Thirteen-year-old Stephen is growing up in a mundane world until, during one fateful week in 1982, he discovers a new kind of game. It’s called Dungeons & Dragons, it’s a role-playing game, and under his best friend’s tutelage, he learns to play it. Now, he enters a world of medieval fantasy, where knights in shining armor perform heroic deeds, where monsters lurk in the shadows, and wizards wield powerful magic, where fabulous treasures lie hidden behind cunning traps, and deadly pitfalls await the unwary. In this game anything is possible, and by week’s end, Stephen knows it will change his life forever.
Stephen Wendell is the author of the Littlelot series of adventure books for children and the grown-ups who read to them.
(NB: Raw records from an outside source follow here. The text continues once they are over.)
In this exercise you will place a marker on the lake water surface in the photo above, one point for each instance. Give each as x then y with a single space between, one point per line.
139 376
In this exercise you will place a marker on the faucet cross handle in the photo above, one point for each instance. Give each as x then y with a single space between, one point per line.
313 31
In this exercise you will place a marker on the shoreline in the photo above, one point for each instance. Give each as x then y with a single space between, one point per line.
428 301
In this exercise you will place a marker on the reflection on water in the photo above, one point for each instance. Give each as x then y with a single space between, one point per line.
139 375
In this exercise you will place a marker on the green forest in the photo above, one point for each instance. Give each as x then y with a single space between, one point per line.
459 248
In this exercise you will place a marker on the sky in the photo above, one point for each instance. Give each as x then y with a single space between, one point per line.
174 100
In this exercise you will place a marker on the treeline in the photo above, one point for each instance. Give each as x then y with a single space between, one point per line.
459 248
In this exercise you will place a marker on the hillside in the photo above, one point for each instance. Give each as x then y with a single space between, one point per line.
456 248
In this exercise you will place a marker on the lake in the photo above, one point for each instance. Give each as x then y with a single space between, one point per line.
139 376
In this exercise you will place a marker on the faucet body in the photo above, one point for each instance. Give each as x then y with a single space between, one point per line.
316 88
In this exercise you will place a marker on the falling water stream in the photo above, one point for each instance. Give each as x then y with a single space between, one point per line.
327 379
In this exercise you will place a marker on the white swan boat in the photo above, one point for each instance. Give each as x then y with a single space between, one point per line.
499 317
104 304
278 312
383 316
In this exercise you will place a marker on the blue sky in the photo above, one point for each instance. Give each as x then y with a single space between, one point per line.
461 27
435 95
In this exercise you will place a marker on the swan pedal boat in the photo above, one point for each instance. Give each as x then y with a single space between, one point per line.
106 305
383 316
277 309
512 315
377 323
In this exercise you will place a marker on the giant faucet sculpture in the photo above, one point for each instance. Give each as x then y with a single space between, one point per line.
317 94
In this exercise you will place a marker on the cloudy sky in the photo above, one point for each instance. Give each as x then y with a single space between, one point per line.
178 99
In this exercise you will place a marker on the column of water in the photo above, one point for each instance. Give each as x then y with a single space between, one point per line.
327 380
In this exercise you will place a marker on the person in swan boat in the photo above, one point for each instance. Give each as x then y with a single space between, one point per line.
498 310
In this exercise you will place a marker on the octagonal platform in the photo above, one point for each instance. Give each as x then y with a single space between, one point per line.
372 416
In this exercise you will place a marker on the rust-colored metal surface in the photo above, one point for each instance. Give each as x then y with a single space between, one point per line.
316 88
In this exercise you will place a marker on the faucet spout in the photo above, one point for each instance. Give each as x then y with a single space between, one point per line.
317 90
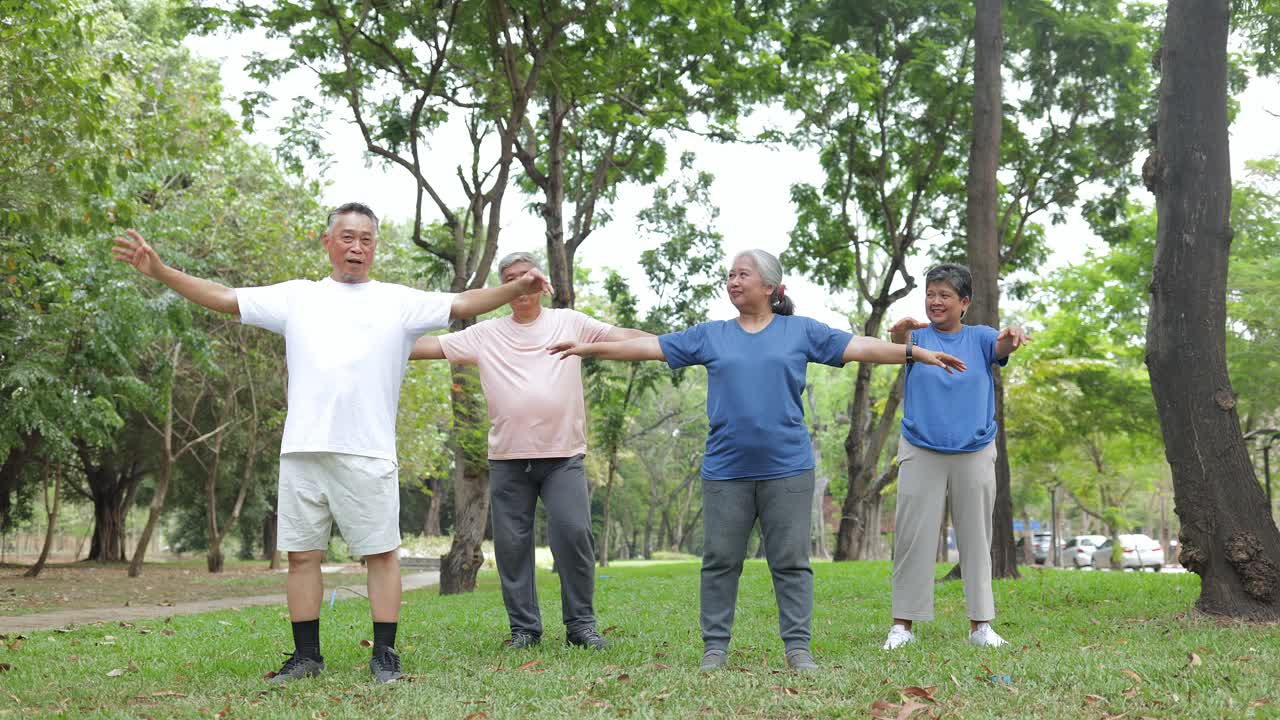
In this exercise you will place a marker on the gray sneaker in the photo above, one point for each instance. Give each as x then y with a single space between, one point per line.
520 639
385 665
296 668
800 660
713 660
586 637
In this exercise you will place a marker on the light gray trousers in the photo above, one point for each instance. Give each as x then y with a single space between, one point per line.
924 481
730 510
515 487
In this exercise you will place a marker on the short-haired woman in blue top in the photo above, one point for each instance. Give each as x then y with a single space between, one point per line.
759 460
949 431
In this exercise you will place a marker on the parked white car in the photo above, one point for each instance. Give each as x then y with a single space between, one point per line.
1137 551
1079 550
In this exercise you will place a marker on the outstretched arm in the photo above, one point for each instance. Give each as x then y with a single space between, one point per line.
136 251
1010 340
428 347
618 335
872 350
635 349
481 300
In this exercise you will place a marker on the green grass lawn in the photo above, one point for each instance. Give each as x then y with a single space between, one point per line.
1086 645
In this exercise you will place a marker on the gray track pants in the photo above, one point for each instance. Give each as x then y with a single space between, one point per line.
515 487
924 479
730 510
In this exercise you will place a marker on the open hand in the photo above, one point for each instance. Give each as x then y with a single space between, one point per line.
947 363
136 251
534 281
567 349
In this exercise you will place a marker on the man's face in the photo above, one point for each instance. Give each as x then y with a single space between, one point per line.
513 273
351 244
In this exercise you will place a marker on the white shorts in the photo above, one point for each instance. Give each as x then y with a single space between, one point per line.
360 492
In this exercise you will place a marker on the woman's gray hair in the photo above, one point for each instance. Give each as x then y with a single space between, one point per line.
771 272
511 259
956 276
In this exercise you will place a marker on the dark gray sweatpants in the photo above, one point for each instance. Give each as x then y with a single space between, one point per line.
730 510
515 487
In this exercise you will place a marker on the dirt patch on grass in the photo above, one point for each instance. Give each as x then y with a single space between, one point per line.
90 584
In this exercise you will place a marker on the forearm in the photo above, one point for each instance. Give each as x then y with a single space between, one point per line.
479 301
644 347
618 335
211 295
428 347
872 350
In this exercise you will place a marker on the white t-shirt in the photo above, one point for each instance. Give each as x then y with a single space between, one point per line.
347 346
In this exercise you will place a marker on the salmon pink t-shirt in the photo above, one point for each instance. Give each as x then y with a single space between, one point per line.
535 399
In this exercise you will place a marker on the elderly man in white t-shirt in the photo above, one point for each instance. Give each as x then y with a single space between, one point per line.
536 441
347 342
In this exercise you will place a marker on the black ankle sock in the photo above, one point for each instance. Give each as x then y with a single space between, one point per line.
306 638
384 634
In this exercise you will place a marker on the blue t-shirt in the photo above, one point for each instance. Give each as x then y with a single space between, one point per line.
753 392
952 411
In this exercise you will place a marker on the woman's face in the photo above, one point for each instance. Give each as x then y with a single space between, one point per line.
944 305
745 286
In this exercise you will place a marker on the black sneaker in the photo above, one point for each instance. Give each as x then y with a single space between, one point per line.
713 660
296 668
385 665
801 660
520 639
586 637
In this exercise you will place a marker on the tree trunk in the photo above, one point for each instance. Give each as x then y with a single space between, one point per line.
1228 536
51 515
432 525
863 447
608 496
983 246
458 568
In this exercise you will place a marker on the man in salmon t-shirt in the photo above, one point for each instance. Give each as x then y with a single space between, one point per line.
536 441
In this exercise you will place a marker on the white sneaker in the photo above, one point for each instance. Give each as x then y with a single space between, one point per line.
897 637
986 637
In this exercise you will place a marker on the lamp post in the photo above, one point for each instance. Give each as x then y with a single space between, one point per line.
1267 437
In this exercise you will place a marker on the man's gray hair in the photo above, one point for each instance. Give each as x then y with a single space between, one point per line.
348 208
508 260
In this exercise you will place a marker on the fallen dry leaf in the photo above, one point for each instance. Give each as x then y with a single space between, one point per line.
923 693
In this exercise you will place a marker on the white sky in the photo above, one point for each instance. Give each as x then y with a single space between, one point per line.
752 185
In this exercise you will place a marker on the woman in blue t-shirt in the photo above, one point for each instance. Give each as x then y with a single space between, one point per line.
949 427
759 459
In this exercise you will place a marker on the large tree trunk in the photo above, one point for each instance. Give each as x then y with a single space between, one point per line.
51 515
558 261
1228 536
859 518
983 247
458 568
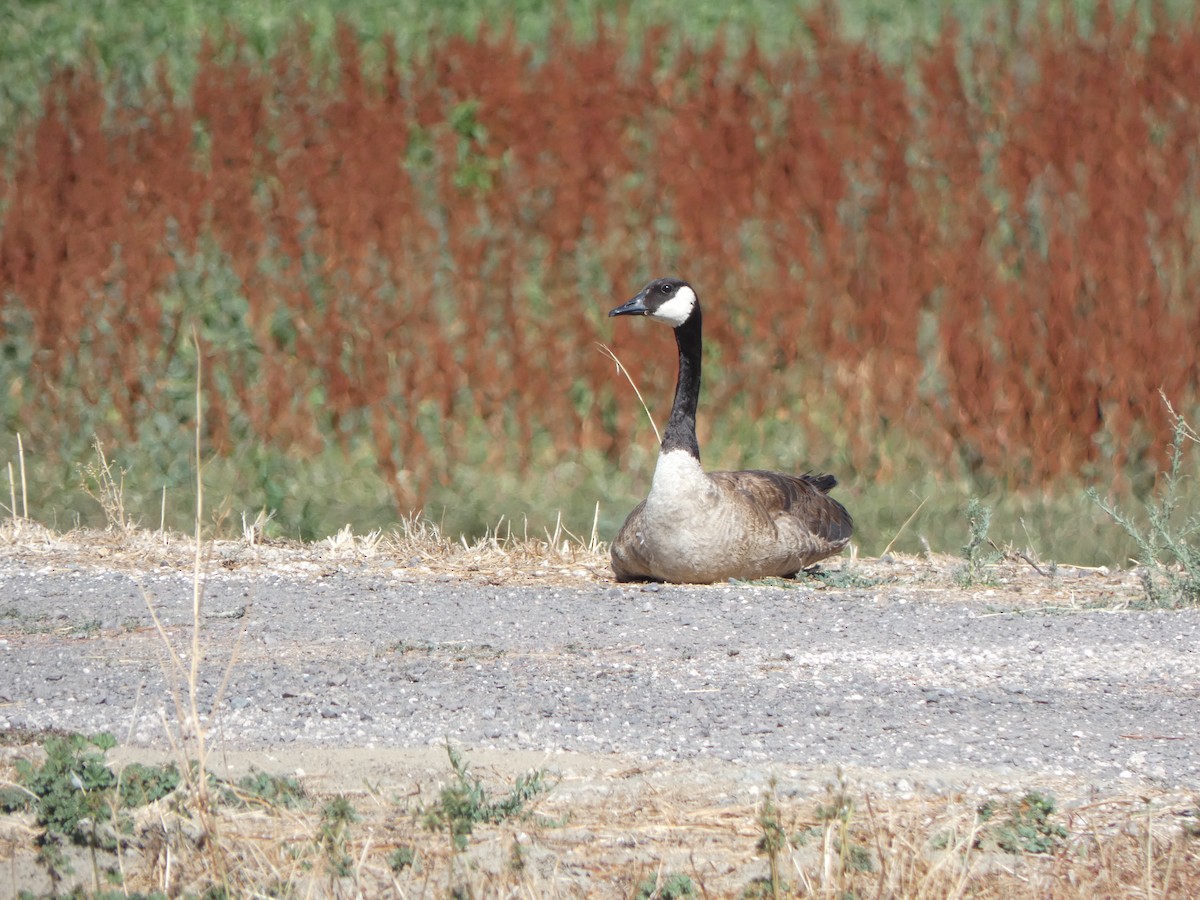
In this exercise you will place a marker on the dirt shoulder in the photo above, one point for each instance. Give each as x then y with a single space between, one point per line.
664 715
In 2018, he followed his great grandfather from Tennessee to the Great War in France a hundred years before. Stephen recounts his ancestor’s war stories in A VERY MUDDY PLACE. His latest book is BLUE FLAME, TINY STARS, a memoir about learning to play Dungeons & Dragons in the early ’80s.
This short memoir was nice (I actually got the POD copy because that's how I roll, but the e-book is probably more cost effective); Wendell pointed out that as the people who initiated the hobby are starting to pass on, it's also important for us second generation players to lay out our introductions to the game. Wendell does so here in brief collection of his blog posts regarding encountering the Holmes edition of D&D back in the early 80's and how it changed his life. If you're one of those kids, or a newcomer who wants to know what those first days were like, this is a nice read.
Man what a great little book. Brought me back to all those happy years with my Basic Set, my Monster Manual, and those tattered issues of Dragon Magazine. Good times!
This short read does a great job at evoking the wonder and joy of first discovering D&D as a child. However, it is held back by its brevity - I would've liked to see more analysis, more depth.